If you don't want to be with a person who won't meet your needs...DIVORCE HIM. Don't become the person people whisper about, the one kids tease your kids about, the one who gets shunned because you let your 'needs' overrun your (supposed) moral teaching.

No, she shouldn't have to live a life like that. She should grow some backbone and divorce him.

NOT CHEAT.

Not unless she tells him FIRST "You're not giving me any, so I'm going to go out and get some." If she had said she did that, and he was fine with it - BEFOREHAND - I couldn't care less what she's doing. But she is LYING to him.

ETA: I just want to add that I feel like I sound rude to you, amorous, but I don't mean to be. You can believe anything you want, and I'm not pretending to be any better or worse than anyone else. I'm sorry if I came across as judgmental.


----------



## SimplyAmorous (Nov 25, 2009)

My dad didnt hide anything from my mom, sorry if I did not mention that , it was all out in the open. No lying. My mom did not love him the way she should have, she really shouldn't have married that young.

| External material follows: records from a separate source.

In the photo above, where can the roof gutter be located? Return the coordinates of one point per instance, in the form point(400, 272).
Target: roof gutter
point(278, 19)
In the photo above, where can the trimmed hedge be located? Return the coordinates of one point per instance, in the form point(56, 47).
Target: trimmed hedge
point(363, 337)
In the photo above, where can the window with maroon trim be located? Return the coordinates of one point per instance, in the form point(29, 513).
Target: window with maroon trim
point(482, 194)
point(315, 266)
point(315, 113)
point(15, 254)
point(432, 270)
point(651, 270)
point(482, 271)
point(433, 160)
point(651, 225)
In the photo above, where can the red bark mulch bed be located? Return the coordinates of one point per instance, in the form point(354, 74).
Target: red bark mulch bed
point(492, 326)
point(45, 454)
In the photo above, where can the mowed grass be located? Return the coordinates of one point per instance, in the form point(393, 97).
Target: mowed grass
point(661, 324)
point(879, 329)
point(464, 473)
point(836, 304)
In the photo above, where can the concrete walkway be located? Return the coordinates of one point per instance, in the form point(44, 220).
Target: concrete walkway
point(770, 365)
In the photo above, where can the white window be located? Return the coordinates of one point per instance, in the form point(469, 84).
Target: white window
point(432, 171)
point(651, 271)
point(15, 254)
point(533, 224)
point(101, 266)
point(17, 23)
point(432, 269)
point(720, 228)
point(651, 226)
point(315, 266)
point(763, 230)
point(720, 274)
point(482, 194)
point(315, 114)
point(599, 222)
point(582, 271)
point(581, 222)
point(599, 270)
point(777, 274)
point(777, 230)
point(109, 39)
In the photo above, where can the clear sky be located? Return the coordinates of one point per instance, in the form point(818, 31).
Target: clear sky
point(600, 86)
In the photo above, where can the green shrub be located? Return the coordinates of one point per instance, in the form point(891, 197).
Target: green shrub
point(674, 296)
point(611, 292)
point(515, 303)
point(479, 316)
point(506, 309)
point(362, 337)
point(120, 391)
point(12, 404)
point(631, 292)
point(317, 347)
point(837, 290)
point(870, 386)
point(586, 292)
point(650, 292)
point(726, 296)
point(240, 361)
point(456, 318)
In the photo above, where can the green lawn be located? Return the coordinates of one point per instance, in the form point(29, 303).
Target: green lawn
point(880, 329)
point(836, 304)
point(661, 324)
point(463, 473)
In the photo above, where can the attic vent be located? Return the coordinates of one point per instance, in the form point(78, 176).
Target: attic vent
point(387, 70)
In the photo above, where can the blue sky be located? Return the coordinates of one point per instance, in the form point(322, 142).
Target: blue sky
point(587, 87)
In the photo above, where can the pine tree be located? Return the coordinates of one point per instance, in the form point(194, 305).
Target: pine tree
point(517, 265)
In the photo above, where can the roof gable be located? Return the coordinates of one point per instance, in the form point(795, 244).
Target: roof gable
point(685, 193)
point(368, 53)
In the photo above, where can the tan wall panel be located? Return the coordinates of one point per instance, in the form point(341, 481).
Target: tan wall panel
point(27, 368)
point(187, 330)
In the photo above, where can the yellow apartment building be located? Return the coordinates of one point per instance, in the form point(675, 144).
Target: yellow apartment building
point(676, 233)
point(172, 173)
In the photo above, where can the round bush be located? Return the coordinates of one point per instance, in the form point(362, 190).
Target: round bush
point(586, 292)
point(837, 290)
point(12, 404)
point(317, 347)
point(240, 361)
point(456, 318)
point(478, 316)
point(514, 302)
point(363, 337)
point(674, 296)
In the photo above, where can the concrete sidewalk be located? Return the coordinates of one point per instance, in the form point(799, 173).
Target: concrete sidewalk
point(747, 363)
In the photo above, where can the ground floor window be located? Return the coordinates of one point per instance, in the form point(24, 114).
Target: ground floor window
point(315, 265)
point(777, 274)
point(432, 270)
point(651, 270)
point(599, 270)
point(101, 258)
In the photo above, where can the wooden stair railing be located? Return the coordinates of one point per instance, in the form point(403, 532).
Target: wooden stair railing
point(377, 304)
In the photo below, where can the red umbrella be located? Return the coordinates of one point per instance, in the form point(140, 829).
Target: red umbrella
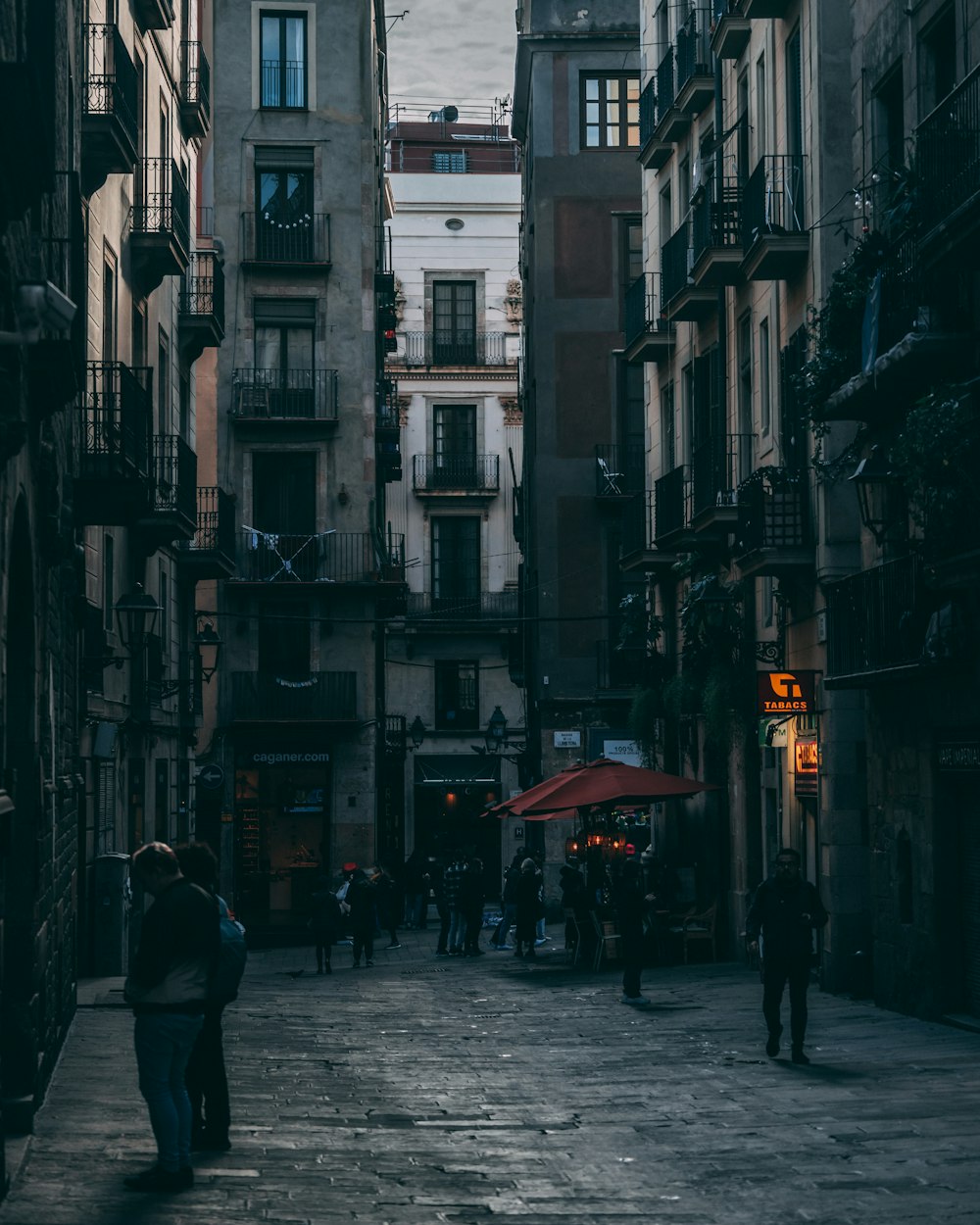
point(599, 782)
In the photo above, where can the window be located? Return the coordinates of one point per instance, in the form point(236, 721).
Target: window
point(611, 112)
point(457, 689)
point(450, 163)
point(454, 322)
point(283, 60)
point(456, 564)
point(764, 393)
point(284, 491)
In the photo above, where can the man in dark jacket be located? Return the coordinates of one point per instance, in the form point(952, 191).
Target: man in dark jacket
point(785, 910)
point(168, 989)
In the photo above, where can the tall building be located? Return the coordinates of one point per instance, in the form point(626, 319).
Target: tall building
point(299, 210)
point(576, 114)
point(454, 385)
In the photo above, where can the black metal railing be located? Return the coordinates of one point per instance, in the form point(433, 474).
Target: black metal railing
point(773, 199)
point(295, 240)
point(163, 204)
point(647, 112)
point(947, 152)
point(694, 48)
point(479, 607)
point(266, 557)
point(195, 76)
point(676, 260)
point(715, 221)
point(618, 469)
point(878, 620)
point(671, 495)
point(716, 469)
point(117, 416)
point(202, 293)
point(471, 471)
point(638, 519)
point(109, 77)
point(174, 466)
point(455, 349)
point(322, 697)
point(642, 308)
point(285, 395)
point(772, 511)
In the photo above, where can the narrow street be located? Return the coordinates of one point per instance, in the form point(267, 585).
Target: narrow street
point(429, 1091)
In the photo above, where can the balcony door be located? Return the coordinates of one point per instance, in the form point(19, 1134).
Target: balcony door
point(455, 322)
point(455, 445)
point(456, 564)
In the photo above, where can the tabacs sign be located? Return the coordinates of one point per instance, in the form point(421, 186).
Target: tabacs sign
point(787, 692)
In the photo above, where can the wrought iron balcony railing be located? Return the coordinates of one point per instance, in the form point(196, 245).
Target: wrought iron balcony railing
point(284, 395)
point(294, 240)
point(473, 473)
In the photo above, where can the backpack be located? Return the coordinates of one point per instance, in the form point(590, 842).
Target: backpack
point(231, 958)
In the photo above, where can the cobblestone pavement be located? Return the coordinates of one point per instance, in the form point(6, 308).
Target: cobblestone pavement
point(464, 1091)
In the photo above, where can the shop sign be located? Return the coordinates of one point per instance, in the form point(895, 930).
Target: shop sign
point(958, 755)
point(787, 692)
point(807, 767)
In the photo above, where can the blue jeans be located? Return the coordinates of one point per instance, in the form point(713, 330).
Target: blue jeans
point(163, 1043)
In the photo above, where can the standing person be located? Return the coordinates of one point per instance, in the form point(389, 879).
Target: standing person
point(471, 901)
point(785, 910)
point(528, 907)
point(168, 988)
point(206, 1078)
point(326, 922)
point(631, 903)
point(361, 897)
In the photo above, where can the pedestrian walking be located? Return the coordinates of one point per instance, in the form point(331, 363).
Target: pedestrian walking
point(326, 922)
point(528, 907)
point(168, 988)
point(362, 901)
point(785, 911)
point(206, 1077)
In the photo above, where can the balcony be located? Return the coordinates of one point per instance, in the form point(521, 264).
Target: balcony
point(653, 152)
point(772, 535)
point(620, 470)
point(153, 14)
point(671, 499)
point(476, 609)
point(947, 155)
point(201, 318)
point(160, 221)
point(682, 298)
point(299, 245)
point(716, 236)
point(280, 397)
point(718, 466)
point(322, 697)
point(195, 91)
point(116, 481)
point(731, 29)
point(449, 474)
point(883, 625)
point(109, 128)
point(650, 337)
point(774, 240)
point(455, 349)
point(172, 509)
point(210, 553)
point(695, 63)
point(322, 558)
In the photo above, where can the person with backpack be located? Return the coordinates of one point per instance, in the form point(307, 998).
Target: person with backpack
point(206, 1077)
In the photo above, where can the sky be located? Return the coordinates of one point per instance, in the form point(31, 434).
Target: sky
point(456, 52)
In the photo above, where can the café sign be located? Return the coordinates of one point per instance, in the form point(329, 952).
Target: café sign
point(787, 692)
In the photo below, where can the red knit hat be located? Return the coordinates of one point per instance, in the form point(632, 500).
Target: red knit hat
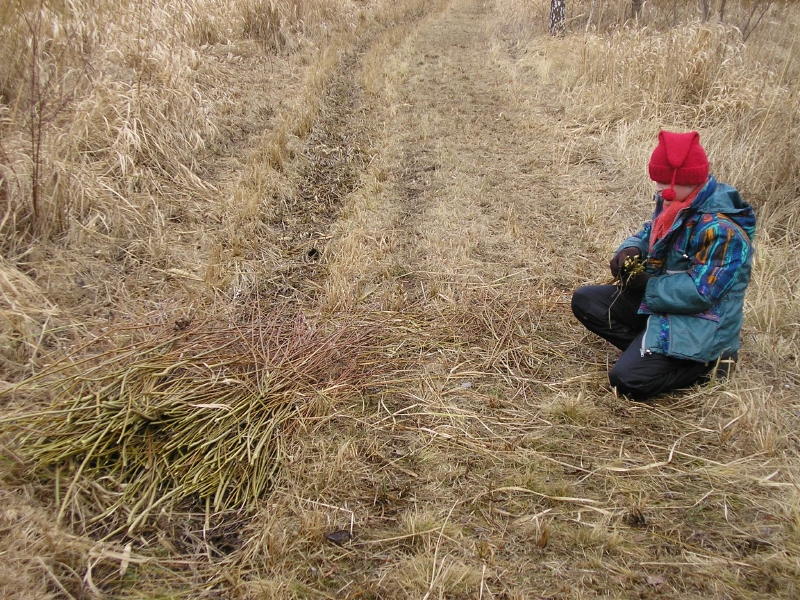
point(678, 159)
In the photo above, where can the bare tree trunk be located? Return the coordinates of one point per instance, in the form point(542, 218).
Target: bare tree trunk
point(558, 11)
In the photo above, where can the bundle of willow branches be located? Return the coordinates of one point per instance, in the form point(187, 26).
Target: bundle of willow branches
point(202, 413)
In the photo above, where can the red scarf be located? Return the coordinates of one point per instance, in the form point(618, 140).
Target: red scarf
point(666, 218)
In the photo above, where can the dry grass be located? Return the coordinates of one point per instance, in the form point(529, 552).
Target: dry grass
point(291, 317)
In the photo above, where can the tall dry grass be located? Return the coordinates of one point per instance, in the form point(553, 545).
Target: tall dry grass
point(126, 184)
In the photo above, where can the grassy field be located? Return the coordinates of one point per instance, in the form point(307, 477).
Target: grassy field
point(284, 295)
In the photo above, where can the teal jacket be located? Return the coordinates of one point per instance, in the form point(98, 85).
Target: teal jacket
point(701, 270)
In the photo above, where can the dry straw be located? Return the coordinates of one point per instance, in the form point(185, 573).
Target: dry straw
point(202, 413)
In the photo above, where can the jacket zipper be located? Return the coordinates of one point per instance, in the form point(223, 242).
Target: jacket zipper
point(644, 337)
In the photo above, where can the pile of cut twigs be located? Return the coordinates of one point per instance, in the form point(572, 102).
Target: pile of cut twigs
point(202, 413)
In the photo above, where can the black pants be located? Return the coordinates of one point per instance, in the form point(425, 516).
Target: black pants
point(612, 314)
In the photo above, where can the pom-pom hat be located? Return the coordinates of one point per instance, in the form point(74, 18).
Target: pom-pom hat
point(678, 159)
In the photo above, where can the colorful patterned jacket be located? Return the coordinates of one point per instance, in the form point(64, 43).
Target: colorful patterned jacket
point(702, 269)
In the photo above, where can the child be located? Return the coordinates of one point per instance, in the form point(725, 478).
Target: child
point(677, 320)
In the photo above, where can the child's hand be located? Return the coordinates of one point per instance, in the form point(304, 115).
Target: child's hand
point(617, 263)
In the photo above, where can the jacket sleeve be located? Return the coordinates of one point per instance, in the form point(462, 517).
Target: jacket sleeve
point(717, 251)
point(640, 240)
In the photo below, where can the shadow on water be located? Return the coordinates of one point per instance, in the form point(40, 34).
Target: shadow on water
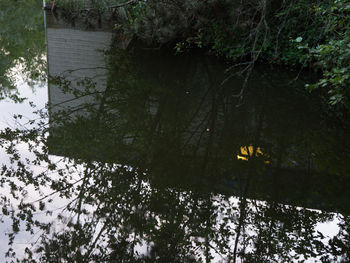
point(157, 161)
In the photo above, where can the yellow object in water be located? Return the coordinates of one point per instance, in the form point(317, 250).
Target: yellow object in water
point(247, 152)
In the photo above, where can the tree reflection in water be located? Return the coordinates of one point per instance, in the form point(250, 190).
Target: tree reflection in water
point(150, 173)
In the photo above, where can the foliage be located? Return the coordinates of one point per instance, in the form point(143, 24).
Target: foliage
point(106, 180)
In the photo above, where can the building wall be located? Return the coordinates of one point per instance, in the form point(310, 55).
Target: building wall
point(75, 54)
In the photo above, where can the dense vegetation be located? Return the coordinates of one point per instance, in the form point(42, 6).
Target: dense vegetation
point(303, 34)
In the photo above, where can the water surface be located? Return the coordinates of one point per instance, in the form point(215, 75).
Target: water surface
point(141, 155)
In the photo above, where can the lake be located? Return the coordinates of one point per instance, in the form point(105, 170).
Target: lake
point(115, 151)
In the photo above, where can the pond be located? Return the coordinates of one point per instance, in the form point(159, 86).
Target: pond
point(118, 152)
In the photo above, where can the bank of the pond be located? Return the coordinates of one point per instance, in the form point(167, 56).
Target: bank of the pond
point(295, 34)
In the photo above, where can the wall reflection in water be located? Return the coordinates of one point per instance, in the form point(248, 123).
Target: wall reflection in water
point(161, 162)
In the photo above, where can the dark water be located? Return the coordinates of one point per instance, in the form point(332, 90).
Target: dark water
point(141, 155)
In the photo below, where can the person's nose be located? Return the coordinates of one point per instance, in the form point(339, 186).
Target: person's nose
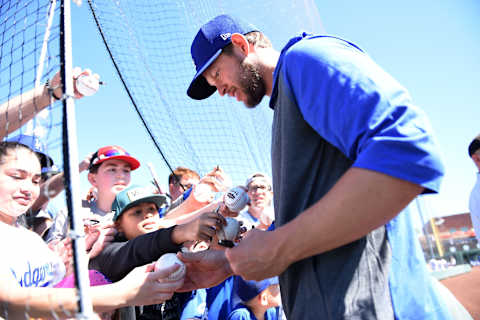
point(148, 214)
point(27, 188)
point(222, 89)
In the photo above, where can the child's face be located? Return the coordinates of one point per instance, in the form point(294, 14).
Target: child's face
point(20, 177)
point(140, 219)
point(112, 177)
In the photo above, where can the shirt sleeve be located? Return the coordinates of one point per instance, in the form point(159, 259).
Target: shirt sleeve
point(361, 110)
point(240, 314)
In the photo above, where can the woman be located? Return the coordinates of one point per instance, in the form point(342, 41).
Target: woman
point(28, 269)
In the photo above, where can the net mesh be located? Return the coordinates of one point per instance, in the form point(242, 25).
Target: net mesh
point(150, 44)
point(23, 67)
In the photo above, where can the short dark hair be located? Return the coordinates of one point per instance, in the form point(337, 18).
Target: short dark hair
point(474, 146)
point(7, 146)
point(255, 37)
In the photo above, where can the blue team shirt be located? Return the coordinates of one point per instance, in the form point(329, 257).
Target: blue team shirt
point(363, 112)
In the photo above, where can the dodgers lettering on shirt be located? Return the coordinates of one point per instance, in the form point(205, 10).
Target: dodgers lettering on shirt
point(40, 276)
point(31, 263)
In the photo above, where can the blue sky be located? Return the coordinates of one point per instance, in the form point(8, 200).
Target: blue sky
point(431, 47)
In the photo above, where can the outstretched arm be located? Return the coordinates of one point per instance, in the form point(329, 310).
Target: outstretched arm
point(20, 109)
point(349, 210)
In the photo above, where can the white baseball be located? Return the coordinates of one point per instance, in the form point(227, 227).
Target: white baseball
point(230, 230)
point(168, 260)
point(87, 85)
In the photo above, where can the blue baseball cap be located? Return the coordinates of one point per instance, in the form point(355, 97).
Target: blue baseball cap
point(132, 196)
point(35, 144)
point(207, 46)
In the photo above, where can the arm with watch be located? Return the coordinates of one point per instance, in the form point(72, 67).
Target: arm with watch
point(18, 110)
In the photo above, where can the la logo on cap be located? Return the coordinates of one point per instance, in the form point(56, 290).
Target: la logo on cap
point(38, 144)
point(225, 36)
point(136, 194)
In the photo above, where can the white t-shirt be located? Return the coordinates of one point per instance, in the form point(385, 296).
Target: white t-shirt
point(26, 258)
point(474, 207)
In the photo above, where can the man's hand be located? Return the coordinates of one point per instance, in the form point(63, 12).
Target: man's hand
point(205, 269)
point(145, 286)
point(256, 256)
point(202, 228)
point(98, 237)
point(56, 81)
point(63, 248)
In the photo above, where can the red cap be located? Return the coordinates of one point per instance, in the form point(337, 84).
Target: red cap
point(113, 152)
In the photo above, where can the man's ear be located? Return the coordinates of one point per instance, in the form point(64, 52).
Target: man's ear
point(263, 296)
point(118, 225)
point(476, 159)
point(92, 178)
point(239, 41)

So what I learned from my parents mistakes is NOT to get married TOO soon, and really do what YOU want in life, not what someone else wants you to do, you need to know what MAKES YOU HAPPY deep within- before you can make another happy. Is it a career or is it being married & having children? My mother wanted a career, not marraige & kids. Sure I suffered a little bit from that, but I also learned from them. I in no way repeated their mistakes. 

I have never cheated on my husband, nor he on me. But yes, he knows /is fully aware that our sex life is very very important to me, if it goes, so will my spirit. He vows that will never happen, and I trust him in that, he has never done anything to have me question that. He is an exceptional man - I am very blessed, infact spoiled. 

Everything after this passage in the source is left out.